Trains in Thailand: Repairs desperately neededBy Casey Hynes Sep 20, 2013 7:59PM UTC
The Thai government is finally taking steps to address the problem of train derailments in the country, by suspending rail service to the northern city of Chiang Mai for 45 days. The suspension began earlier this week, and during this period, workers will make repairs on old tracks and trains that desperately need upgrading.
The Bangkok-Chiang Mai train journey is highly popular among tourists, who favor the backpacker-friendly northern city. The Bangkok Post reported that there have been 13 derailments on the northern tracks this year, and 114 accidents in the country overall so far in 2013. The derailment of a southbound train at Bangkok’s Hua Lamphong station earlier this week highlighted the problem as the suspension and repairs got under way.
State Railroad of Thailand officials have said that 2.8 million Thai baht will be put toward repairs of tunnels and particularly problematic tracks, and the service to Chiang Mai is expected to resume by Oct. 31. In the meantime, trains will terminate at Sila At train junction in Uttaradit, and free shuttles will be offered to travelers bound for Chiang Mai from there.
Anyone who has traveled the Bangkok-Chiang Mai route knows that at the very least, you should prepare for delays. This author has made the train journey and arrived two and four hours late on different trips. In July, 23 people got far worse than that when a Chiang-Mai bound train from Bangkok derailed in Phrae province, with seven out of 10 cars flipping on their sides. The accident was blamed on old tracks that were in disrepair.

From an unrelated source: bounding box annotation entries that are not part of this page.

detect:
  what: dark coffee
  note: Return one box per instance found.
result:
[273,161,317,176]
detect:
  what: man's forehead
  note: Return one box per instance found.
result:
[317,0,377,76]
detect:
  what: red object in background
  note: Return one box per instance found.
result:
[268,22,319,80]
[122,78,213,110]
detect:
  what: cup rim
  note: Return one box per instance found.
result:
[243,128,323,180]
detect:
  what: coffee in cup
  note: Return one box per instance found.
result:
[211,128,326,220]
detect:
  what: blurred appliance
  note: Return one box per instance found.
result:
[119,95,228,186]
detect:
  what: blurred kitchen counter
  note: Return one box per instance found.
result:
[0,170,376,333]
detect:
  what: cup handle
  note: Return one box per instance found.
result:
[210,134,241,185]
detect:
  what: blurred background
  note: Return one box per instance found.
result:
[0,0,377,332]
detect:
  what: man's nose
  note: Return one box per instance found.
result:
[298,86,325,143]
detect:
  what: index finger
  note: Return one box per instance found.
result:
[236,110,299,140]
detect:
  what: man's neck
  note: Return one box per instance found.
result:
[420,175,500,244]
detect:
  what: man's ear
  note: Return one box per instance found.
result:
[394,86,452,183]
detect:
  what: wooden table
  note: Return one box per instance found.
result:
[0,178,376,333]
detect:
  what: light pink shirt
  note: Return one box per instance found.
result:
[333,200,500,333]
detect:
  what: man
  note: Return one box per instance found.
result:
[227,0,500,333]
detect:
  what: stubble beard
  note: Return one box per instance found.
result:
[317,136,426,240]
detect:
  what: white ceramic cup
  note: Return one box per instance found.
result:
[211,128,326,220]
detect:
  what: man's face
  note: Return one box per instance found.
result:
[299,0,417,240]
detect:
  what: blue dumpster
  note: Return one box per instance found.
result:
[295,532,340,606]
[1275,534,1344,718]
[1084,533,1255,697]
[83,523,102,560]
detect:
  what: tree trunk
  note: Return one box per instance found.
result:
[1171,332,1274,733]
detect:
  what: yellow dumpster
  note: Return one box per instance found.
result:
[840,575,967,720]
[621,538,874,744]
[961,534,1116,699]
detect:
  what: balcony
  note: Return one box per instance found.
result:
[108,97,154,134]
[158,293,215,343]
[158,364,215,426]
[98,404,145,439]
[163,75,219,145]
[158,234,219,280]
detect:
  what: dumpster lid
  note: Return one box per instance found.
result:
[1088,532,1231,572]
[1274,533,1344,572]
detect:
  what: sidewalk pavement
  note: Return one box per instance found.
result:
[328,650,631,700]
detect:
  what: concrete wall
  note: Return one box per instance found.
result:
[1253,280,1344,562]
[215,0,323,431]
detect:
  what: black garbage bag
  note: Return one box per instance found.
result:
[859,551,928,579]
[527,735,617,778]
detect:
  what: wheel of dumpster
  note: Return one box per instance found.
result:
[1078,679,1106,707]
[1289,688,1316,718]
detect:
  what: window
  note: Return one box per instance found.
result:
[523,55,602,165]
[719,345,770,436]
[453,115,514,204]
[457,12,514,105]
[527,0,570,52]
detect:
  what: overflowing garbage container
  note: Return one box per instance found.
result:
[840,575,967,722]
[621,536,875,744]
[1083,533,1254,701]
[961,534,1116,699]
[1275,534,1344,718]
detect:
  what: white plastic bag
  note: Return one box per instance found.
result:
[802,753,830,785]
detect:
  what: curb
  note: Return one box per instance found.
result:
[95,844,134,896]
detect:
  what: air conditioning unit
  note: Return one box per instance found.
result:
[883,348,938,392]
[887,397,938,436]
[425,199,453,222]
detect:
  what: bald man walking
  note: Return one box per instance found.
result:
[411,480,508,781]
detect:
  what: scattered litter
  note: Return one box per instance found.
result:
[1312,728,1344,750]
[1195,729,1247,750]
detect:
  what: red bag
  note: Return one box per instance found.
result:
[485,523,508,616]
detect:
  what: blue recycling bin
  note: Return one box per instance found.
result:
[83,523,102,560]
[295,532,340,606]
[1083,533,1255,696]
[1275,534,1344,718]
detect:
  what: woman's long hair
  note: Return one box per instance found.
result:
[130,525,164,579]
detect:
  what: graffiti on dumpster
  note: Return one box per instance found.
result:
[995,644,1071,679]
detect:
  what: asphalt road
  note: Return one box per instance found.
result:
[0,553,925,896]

The faulty train system in Thailand highlights infrastructure problems in other areas as well, and illustrates the unnecessary risks of long-distance travel in the country. Alternatives to the train include buses and flights, though the latter seem to be the best bet in terms of safety. The train and bus are good options for being budget-conscious, but the risks seem to outweigh the few dollars saved. Frequent bus crashes attributed to overworked, speeding drivers should be heeded when opting for this inexpensive mode of transportation.
SRT governor Prapat Chongsanguan acknowledged a decrease in confidence in the rail system, according to the Bangkok Post, though certain measures to curb transport problems inspire little confidence. The Bangkok Post quoted the SRT governor as saying that the SRT “was looking for an artist to restore a 48-year-old painting at the SRT headquarters amid rumours that the damaged artwork was a bad omen that had caused accidents.” This is nearly as outrageous as Thai Airways Managing Director Sorajak Kasemsuvan saying the company would hold a “a major ceremony to appease the malevolent spirits said to be haunting the [Suvharnabhumi] airport”, where a Thai Airways flight skidded off the runway recently, according to Khaosod.
The entire article was filled with superstitious explanations for transport issues, but the most egregious quote came from Transport Minister Chadchart Suttipunt. Referring to the numerous safety accidents involving buses, trains, speedboats, and the Thai Airways runway incident, he said, “There have been more deaths than usual. Many have suggested that the Ministry of Transport needs a large-scale merit-making ceremony”.
While more practical investigations have been made into why so many accidents are occurring, it is disturbing that high-level officials are emphasizing supernatural influences at all. This is a dangerous mentality, and is unlikely to inspire a sense of safety in tourists and travelers who rely on Thailand’s dubious transportation systems to get around the country.
One hopes that serious, effective repairs will be made to the rail lines, ensuring at least a bit more security for passengers. But it is clear that much more work needs to be done, as many trains travel with old, outdated cars that are often filthy and look less than stable. Sleeper cars on long distance trains are relatively comfortable and a decent option for overnight travel but it’s hard to rest wondering if the train is going to go off the rails.
There are many reasons for foreigners to visit Thailand, between the beaches, the culture, the jungle and the wildlife, but if the country is serious about continuing to support the tourism industry, it must look to and address safety issues in transport in a meaningful way.